Why Sleep and Routine Matter So Much

Circadian rhythm disruption is not just a symptom of bipolar disorder. It’s a driver of it. People with bipolar disorder show measurable disturbances in their daily biological rhythms, and stabilizing those rhythms directly improves symptoms. This is why maintaining a consistent sleep schedule is one of the most powerful things you can do between episodes.

Light therapy, sometimes combined with medication, can help regulate melatonin secretion and reset disrupted circadian patterns. The timing matters: bright light exposure in the morning shifts rhythms earlier, which can help with depressive symptoms, but poorly timed light therapy carries a small risk of triggering hypomania or mixed states. Any light therapy should be coordinated with your treatment team.

Beyond formal chronotherapy, the basics are powerful. Going to bed and waking up at the same time every day, even on weekends, reduces episode frequency. Shift work, frequent travel across time zones, and irregular social schedules all destabilize the clock and increase relapse risk.

Recognizing Warning Signs of Relapse

Most manic and depressive episodes don’t arrive without warning. There’s typically a prodromal period, a stretch of days or weeks where subtle changes in thinking and behavior signal that something is shifting. Learning to identify your personal warning signs is one of the most valuable parts of treatment.

Common prodromal signs before a manic episode include a decreased need for sleep (feeling rested after only a few hours), racing thoughts, unusual talkativeness, a surge of energy or goal-directed activity, and irritability that feels out of proportion. Before a depressive episode, you might notice withdrawal from social activities, difficulty concentrating, changes in appetite, low motivation, or a creeping sense of hopelessness.

Mood tracking, whether through an app or a simple daily rating on paper, makes these patterns visible. Many people develop a written action plan with their therapist: specific steps to take when they notice early warning signs, such as contacting their prescriber, adjusting sleep habits, reducing commitments, or activating their support network. Having a plan in place before you need it makes it far more likely you’ll actually use it.

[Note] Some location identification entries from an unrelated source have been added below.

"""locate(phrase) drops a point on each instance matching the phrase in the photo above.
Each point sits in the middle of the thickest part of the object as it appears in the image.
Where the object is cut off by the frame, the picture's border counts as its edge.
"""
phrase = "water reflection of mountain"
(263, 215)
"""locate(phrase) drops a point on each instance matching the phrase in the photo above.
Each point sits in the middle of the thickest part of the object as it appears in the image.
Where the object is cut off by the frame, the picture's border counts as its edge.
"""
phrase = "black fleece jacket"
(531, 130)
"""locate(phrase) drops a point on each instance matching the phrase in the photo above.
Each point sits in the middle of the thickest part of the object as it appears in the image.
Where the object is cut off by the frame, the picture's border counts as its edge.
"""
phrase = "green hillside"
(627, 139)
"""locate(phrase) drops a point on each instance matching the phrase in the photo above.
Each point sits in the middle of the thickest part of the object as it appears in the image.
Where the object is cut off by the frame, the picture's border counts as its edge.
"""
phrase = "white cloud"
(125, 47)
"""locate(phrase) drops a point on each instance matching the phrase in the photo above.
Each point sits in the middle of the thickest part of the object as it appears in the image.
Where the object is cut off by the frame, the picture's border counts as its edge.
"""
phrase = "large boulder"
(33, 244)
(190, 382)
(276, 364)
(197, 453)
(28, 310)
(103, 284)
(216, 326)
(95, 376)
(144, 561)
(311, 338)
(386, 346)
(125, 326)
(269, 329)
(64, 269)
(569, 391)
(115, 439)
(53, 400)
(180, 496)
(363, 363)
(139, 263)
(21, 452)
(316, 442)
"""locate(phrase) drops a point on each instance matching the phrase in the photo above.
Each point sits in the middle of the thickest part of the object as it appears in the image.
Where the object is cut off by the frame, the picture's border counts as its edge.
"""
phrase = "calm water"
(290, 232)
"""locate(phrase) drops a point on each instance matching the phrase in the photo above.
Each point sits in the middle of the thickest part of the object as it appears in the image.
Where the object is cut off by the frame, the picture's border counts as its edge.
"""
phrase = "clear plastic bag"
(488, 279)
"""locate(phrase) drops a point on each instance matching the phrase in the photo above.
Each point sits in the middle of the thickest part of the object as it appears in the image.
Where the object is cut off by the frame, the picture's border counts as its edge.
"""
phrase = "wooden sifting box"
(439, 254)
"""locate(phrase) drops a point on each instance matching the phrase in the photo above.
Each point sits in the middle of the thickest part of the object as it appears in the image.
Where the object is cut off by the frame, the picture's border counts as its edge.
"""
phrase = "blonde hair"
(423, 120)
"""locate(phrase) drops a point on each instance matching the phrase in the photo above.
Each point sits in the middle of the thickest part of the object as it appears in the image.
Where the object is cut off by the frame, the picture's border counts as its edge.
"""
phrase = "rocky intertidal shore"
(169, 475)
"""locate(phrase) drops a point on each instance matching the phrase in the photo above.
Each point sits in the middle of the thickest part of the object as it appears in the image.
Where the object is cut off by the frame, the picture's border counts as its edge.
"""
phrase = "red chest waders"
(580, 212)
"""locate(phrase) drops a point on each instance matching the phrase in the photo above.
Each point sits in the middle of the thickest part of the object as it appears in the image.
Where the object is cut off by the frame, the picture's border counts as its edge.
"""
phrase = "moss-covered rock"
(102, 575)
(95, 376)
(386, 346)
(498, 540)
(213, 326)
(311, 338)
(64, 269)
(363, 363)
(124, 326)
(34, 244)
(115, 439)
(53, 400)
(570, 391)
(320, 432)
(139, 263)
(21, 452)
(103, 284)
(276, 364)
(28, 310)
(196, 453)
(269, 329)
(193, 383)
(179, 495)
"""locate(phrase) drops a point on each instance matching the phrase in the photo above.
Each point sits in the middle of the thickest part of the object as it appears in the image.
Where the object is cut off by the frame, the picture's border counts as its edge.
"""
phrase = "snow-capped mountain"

When Standard Treatments Aren’t Enough

Some people with bipolar disorder don’t respond adequately to first-line medications and therapy. For treatment-resistant bipolar depression, electroconvulsive therapy (ECT) remains one of the most effective options available. In studies comparing ECT to newer alternatives like ketamine, ECT consistently produces higher response rates and greater symptom reduction over a course of treatment. ECT is typically delivered two to three times per week for several weeks, under brief general anesthesia. Modern ECT causes fewer cognitive side effects than older versions, though some temporary memory difficulties are still common.

Ketamine-based treatments have shown promise for rapid relief of severe depressive symptoms, but the evidence is stronger for unipolar depression than for bipolar depression specifically, and the effects tend to be short-lived without ongoing treatment. These options are generally reserved for people who have tried multiple first-line medications without adequate improvement.